Twitter: @alicearte     |   Mail: aarteaga@lanacion.com.ar    |   Ver perfil
 
 
 

La pasarela diseñada por Jean Nouvel para el Museo del Quai Branly es una espiral que recuerda al Guggenheim de Nueva York. Como Frank Lloyd Wright, Nouvel transformó la contemplación del arte en una experiencia ascendente, el camino de la revelación hacia mundos distintos, lejanos y provocativos.

Ocuparse de las culturas distantes y distintas fue una idea de Jacques Chirac. Cuando era alcalde de París encargó al viajero y coleccionista Jacques Kertache una gran muestra sobre el arte de los indios taïnos, de origen arawak, a propósito del V Centenario del Descubrimiento de América celebrado en 1992.

Cuatro años después, como presidente de la república, decidió crear una institución museográfica y científica dedicada al arte y a la cultura de los pueblos de Africa, Asia, América y Oceanía, con el objeto de celebrar la universalidad y la diversidad desde una mirada respetuosa de las diferencias.

Nada más oportuno cuando las actitudes xenófobas de muchos franceses habían herido de muerte el intento de un diálogo amigable. Como Pompidou primero y Mitterand después, Jacques Chirac apostó por la trascendencia a través del arte.

El Museo del Quai Branly lleva la firma del francés Jean Nouvel, responsable de la ampliación del Reina Sofía, de Madrid, y está emplazado en las márgenes del Sena, entre la Torre Eiffel y el Puente del Alma, el mismo donde la princesa Diana tuvo su trágica cita con la muerte.

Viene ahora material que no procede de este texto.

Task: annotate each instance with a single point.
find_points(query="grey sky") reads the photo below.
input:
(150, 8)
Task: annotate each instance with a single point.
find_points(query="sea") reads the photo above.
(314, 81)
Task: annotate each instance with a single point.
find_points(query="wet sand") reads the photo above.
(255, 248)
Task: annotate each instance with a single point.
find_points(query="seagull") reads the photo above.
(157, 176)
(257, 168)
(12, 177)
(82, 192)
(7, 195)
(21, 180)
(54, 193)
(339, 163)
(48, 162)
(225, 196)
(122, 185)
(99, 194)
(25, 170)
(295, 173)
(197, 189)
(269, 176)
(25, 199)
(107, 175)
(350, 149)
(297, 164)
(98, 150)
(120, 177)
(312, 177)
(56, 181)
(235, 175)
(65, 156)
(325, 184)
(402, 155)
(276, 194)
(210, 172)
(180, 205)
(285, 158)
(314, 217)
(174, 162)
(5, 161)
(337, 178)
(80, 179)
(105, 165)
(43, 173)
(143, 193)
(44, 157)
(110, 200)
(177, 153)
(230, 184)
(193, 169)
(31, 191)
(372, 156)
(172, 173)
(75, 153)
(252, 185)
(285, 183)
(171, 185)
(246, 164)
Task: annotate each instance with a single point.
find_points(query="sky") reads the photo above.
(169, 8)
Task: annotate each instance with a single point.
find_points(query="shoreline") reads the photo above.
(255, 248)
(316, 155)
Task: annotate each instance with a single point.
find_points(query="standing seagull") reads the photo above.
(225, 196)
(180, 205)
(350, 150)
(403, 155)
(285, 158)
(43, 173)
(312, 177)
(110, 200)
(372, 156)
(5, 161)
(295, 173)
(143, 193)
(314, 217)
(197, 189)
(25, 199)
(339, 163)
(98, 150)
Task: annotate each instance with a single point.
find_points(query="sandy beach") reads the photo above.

Las colecciones reúnen piezas de los museos nacionales y del tradicional Museo del Hombre: allí, una tarde de comienzos del siglo XX, el malagueño Pablo Picasso descubrió en una máscara africana la génesis del cubismo. El potencial del museo Branly, con su tesoro de 300.000 objetos "exóticos", es enorme, al igual que su capacidad para desplegar un imaginario extraño frente a la mirada europea.

El presupuesto de 216 millones salió de las poderosas arcas del Ministerio de Cultura y Comunicación para levantar los nuevos pabellones y dotarlos de un sistema informático que transforma la visita en un viaje multimediático. Es como abrir un gran libro en la palma de la mano y transformar su contenido de quinientas páginas en una "experiencia visual". El proyecto de Nouvel incluye el muro vegetal diseñado por el paisajista Patrick Blank; las cortinas parasoles de Naoki Takisawa para Issey Miyake Inc. y los volúmenes con forma de cajas, que en el interior son espacios de exhibición de carácter ritual y escenográfico.

El Quai Branly abrió sus puertas en junio de 2006, desde entonces su existencia es motivo de debate y oportunidad de reflexión. En forma paralela a la exhibición de las máscaras del Amazonas, de figuras de semillas de Camerún y esculturas zoomorfas de Mali, se desarrolla un programa de seminarios de acceso gratuito.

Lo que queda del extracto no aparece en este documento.